Купец дышит тяжело, захватывает пальцами правой руки ворот рубахи, крутит головой, сует платок в карман, хватает с подноса первый попавшийся стакан, выпивает его залпом и валится на стул. Поджав ноги под себя, берется за ручки стула с таким выражением, будто прыгнет сейчас на своих слушателей, и уже не говорит, а шипит:

- Три раза, понимаете - три раза исцелял.

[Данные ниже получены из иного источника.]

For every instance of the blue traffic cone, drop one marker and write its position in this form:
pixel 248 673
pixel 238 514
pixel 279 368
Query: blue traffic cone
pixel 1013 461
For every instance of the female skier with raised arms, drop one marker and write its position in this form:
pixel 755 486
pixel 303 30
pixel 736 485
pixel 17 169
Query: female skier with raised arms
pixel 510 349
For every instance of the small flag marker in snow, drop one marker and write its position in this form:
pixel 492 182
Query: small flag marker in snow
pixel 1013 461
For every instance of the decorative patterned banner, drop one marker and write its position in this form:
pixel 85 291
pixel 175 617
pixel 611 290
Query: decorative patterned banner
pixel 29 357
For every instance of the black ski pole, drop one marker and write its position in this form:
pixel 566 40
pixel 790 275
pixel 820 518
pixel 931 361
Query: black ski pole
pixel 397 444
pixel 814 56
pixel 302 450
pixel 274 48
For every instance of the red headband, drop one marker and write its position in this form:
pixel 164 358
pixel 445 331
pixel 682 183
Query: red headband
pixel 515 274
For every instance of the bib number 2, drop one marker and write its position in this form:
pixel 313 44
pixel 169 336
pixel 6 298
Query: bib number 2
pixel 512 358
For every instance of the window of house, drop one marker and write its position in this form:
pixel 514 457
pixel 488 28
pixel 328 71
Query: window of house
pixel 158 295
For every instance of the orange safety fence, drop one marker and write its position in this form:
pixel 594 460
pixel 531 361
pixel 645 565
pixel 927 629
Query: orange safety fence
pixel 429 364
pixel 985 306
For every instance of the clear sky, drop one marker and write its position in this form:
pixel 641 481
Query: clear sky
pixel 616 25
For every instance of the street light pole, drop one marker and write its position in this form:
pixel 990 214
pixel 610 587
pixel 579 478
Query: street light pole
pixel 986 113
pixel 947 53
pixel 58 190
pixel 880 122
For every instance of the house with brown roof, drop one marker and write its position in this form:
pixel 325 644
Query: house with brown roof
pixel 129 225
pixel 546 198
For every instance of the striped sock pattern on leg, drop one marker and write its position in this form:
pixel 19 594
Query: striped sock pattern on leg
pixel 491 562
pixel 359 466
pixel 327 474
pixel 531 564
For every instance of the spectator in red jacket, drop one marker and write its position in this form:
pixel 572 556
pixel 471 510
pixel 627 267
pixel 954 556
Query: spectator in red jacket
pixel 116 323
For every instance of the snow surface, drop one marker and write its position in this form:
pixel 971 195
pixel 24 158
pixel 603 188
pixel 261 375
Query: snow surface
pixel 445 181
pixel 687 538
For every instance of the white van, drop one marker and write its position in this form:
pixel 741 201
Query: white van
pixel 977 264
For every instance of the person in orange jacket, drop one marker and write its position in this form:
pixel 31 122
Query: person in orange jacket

Никакие другие доктора, ни тот француз, ни азиат-доктор Бадмаев, ни Боткин, никто, а Григорий...

Аптекарь наклоняется к купцу:

- А правду это говорят, что за немцев он был?

- И ни за каких немцев он не был. А за мир с немцами. Нам, говорил, всё одно их не одолеть, а сепаратный мир заключить надо. Не то, говорил, утопится Россия в крови и бесконечные страдания народ русский примет.

Карлушка так зевает круглым ртом, как делают это выкинутые на берег сазаны, хочет что-то сказать, ловит взгляды дяди Воли и Гаврюши, клацает зубами так же, как и Буян это делает, гоняя в хвосте блох. Зато вставляет свое слово Иосиф Филиппович:

- Польшая, ошень польшая, ошипка пил...

Семен пробирается к выходу и слышит голос Гаврюши:

- Вот те и «пил»... видать, у всех нас похмелье будет!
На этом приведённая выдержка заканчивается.